In your response it seems like the problem could potentially be swapping, or some other OS process but that seems pretty unlikely. Currently the only thing running on the box is MongoDB so there isn't much competition for resources. The boxes have 32 cores, 1TB Cachecade drive, 20TB SATA drives, 256GB RAM and 4GB Swap none of which I've observed to be under any strain especially in the middle of the day when these communication lapses have been happening. 

Is there any reason that MongoDB would fail to write to a log file? Or any way to get some sort of logging especially on the replica set health instead of logging all the queries.

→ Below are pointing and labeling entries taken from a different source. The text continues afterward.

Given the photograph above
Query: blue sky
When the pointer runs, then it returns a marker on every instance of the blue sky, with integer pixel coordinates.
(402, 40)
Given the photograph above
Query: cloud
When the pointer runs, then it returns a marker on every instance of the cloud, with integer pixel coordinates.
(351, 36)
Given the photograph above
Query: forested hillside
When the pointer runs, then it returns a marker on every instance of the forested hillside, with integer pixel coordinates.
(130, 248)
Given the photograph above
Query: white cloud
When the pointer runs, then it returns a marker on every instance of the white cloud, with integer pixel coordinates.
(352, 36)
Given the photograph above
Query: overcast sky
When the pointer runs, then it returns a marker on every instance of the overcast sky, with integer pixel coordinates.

I'm less interested in getting query data and more on the general health of the cluster/servers so I can prevent this issue from occurring.

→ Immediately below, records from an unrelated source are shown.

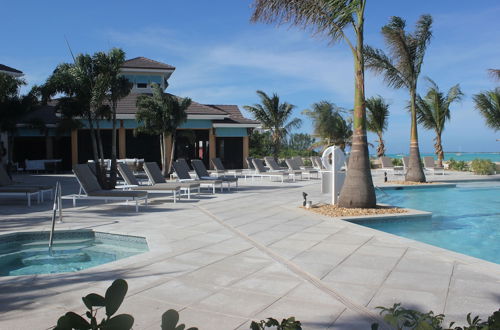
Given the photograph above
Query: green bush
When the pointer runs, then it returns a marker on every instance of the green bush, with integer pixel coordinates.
(113, 299)
(482, 166)
(407, 319)
(457, 165)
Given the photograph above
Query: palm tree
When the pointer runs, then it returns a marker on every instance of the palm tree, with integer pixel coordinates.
(488, 104)
(118, 88)
(84, 88)
(274, 116)
(329, 125)
(402, 69)
(161, 114)
(434, 110)
(332, 18)
(378, 112)
(13, 107)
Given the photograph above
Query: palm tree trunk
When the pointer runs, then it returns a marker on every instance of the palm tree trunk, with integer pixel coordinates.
(358, 188)
(164, 161)
(112, 174)
(438, 147)
(415, 172)
(381, 146)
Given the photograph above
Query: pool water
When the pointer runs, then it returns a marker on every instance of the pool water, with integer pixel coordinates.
(465, 219)
(28, 253)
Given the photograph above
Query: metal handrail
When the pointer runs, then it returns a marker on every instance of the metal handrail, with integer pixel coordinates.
(56, 207)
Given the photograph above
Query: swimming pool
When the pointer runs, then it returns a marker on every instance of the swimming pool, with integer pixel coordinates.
(465, 219)
(27, 253)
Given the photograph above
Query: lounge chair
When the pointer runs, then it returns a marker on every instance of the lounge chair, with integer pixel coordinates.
(262, 172)
(9, 187)
(202, 173)
(156, 187)
(293, 166)
(93, 190)
(386, 166)
(182, 170)
(219, 168)
(430, 165)
(271, 163)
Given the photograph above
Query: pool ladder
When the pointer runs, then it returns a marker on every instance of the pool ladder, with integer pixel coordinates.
(55, 209)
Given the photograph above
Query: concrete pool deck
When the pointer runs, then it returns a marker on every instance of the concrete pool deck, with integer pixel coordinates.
(230, 258)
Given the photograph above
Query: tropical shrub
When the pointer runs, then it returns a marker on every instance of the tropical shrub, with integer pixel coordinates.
(286, 324)
(408, 319)
(457, 165)
(482, 166)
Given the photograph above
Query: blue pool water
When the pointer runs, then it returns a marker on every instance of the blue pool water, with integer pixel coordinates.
(466, 219)
(28, 253)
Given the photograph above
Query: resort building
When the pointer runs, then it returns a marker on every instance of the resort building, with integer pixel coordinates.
(211, 130)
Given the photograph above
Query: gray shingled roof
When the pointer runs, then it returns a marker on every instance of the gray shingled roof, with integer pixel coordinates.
(146, 63)
(4, 67)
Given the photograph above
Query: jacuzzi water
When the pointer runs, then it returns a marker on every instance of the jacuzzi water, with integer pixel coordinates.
(465, 219)
(27, 253)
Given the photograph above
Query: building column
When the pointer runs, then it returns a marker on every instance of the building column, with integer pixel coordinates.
(212, 146)
(49, 147)
(122, 142)
(74, 146)
(245, 151)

Unfortunately in the current version all the logging goes up when you up the verbose level.   Starting with 2.8 we have separate controls for verbosity of different subcomponent and that is exactly what you would want here.

It sounds like you're saying this happens periodically?  (Where primary logs nothing for some non-trivial amount of time) including not responding or sending any heartbeats during that time?

I'm wondering if that's coinciding with flushing data files...   Is this system in MMS by any chance?



Oh sweet, so 2.8 will have more controls on the logs, I'll really be looking forward to that.

Yes this does happen periodically where the primary logs nothing for some non-trivial amount of time including not responding to heartbeats. We really only noticed this behavior because there's a bug in 2.6.1 where the primary wasn't able to rollback some writes when it stepped down after this period of non-communication with the secondary and arbiter. So I had to manually resync everything. I believe the rollback issue is fixed in 2.6.5 and at some point we want to upgrade but if the logging features are in 2.8 we may want to wait until that is out.

This system isn't on MMS currently because the server is not externally facing and therefore unable to connect to MMS. But I have set up some monitoring so I can check the CPU, memory etc and keep an eye out that things appear to be relatively normal for the most part. I'm also running mongostat in the background (so far our system has been handing it without any impact to performance) and sending that info to logstash and kibana to have some of the same information provided as in MMS. However for this time period I can't tell if there was anything happening because I don't see any information logging between 16:59:07 and 17:00:01 on the original primary server. If I look at the secondary however it's fine and still reporting back information up until it becomes the primary at 16:59:30. It would be nice to know if it was happening when flushing data to files unfortunately we have a gap of information in our system at that time basically for what it seems to be anything trying to access MongoDB for just under 30s. The systems we have on it are production systems but aren't so time-sensitive that we would notice a 30s lag though, which is potentially why we didn't catch it until we hit that rollback bug.

Is there any way other than MMS and mongostat to get the monitoring info exposed?